The Linlithgow Gazette reports that Rev Albert Bogle is stepping down from his post as minister at St Andrew's Parish Church.

"It really will be the end of an era for both the church and its popular, colourful minister who came to Bo'ness shortly after completing his training and who has spent his entire ministry in the town." Read Bo'ness flock seeks new shepherd.

A letter to The Scotsman criticises the Catholic Church for historic child sex abuse. Apparently unaware of the Church of Scotland's safeguarding policies the writer concludes by saying, "Let us hope that the Church of Scotland and other Christian sects waste no time in setting up their own independent (safeguarding) bodies." (Print p24)

The Evening News reports that Scotland's Catholic Bishops have agreed on an action plan following the independent review released in August of how the Church handled abuse allegations. The review carried out by a commission led by former Kirk Moderator the Very Rev Andrew McLellan, "called for the church to make an 'unmistakeable and unequivocal' apology and said support for survivors of abuse must be its 'absolute priority.'" (print p6)

The National's story "Black Friday does not reflect the true spirit of Christmas" looks at the Church's newly released Advent Calendar, quoting Rt Rev Angus Morrison saying:

"It's great to see the Church reaching out to the wider public who feel the festive spirit is being lost to rampant commercialism. When even the large retailers are using their Christmas adverts to highlight social isolation, and shoppers are fighting in stores over cheap TVs on Black Friday, it's easy to see why people feel something is missing." (print p6)

The Advent Calendar has already attracted more than 1,000 registrations.

News media and social channels are discussing the ban on religious advertising in cinema after a Christmas message from the Church of England featuring the Lord's Prayer was rejected.

The Evening Times story quotes spokespeople from the Church of England and the Free Kirk. Read the Evening Times story.

It's Climate Action week and we will be posting a story to the website every day leading up to the Climate March on Saturday. Today: Everything you need to know about Scotland's Climate March.

Friday 20 November, 2015

The Press and Journal has published a page lead about The Shed at Martins Memorial Church in Stornoway which was recently named Best Church Building Project in the Christian Forum Funders Awards.

Murdo MacIver, The Shed's programme manager, is quoted as saying "We are thankful for the nomination by The Joseph Rank Trust for best church building project in the annual Christian Funded Forum Awards and to the other 15 members of the forum for hosting such a great event."Being the Gold winner in our category was fantastic, humbling and great encouragement for us all in Martins Memorial Church that our work at The Shed has been recognised.

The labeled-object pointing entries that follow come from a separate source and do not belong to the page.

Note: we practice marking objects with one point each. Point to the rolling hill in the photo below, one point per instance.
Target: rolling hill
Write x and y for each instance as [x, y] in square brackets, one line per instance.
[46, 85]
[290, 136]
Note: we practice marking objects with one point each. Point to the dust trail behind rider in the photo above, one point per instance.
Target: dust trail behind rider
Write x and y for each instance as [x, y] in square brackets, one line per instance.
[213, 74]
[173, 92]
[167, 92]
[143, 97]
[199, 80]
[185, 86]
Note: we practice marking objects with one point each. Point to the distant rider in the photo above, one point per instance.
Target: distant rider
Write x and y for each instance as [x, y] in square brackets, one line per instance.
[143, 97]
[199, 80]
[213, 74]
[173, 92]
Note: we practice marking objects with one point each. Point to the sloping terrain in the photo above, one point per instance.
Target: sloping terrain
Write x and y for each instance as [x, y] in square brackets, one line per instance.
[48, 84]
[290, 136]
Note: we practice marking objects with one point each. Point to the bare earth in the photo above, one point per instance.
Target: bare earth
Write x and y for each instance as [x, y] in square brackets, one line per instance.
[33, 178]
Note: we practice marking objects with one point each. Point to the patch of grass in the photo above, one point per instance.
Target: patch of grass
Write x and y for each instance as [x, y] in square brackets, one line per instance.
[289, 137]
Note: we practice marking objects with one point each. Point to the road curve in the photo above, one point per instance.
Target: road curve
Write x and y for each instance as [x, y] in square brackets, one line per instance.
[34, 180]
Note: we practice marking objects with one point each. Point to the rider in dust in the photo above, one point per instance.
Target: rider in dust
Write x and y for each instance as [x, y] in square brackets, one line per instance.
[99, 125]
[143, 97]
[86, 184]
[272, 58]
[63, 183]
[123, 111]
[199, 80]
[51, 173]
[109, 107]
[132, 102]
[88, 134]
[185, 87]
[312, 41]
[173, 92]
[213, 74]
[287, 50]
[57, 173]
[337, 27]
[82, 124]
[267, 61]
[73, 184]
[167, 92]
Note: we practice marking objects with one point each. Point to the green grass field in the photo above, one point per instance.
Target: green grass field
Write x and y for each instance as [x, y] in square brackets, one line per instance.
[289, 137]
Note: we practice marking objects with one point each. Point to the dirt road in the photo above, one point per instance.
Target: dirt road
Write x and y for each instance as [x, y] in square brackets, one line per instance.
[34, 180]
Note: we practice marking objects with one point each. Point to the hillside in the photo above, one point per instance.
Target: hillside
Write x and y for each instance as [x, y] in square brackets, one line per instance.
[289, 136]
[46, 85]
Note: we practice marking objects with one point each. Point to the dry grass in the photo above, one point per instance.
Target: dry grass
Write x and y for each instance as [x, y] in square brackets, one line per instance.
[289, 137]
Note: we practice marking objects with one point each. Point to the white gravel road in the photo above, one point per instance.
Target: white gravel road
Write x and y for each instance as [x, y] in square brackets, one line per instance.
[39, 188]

What started as a vision many years ago is now a working building serving the Stornoway community. It is truly amazing that The Shed is now getting recognition nationally.

David Robertson, Secretary and Clerk to the General Trustees, commended both congregations for their work in bringing the projects to life. He said: "The General Trustees are proud and delighted, but not entirely surprised, that both The Shed and Castlemilk Parish Church have won these national awards. The Shed is an example of a building transformed from a derelict husk into a vibrant community resource and a place where faith can flourish.

The Journal of the Law Society of Scotland has published an article about Laura Dunlop QC who is receiving an honorary degree from the University of Stirling. She has been recognised for her outstanding contribution to the support of vulnerable people. Ms Dunlop has held office as Procurator to the General Assembly of the Church of Scotland – the first female to hold this appointment – since 2005.

The Daily Mail has published an article about Mary Lee Milne, the widow of a Church of Scotland minister who became a hero of the First World War,

The Central Fife Timeshas published an article reflecting on the 125th anniversary of the Burgh of Cowdenbeath – a milestone Moderator of the General Assembly the Right Rev Dr Angus Morrison recently helped celebrate.

Church Action On Poverty has published a blog on a campaign aimed at tackling so-called funeral poverty. The Church of Scotland is a member of Funeral Poverty Alliance.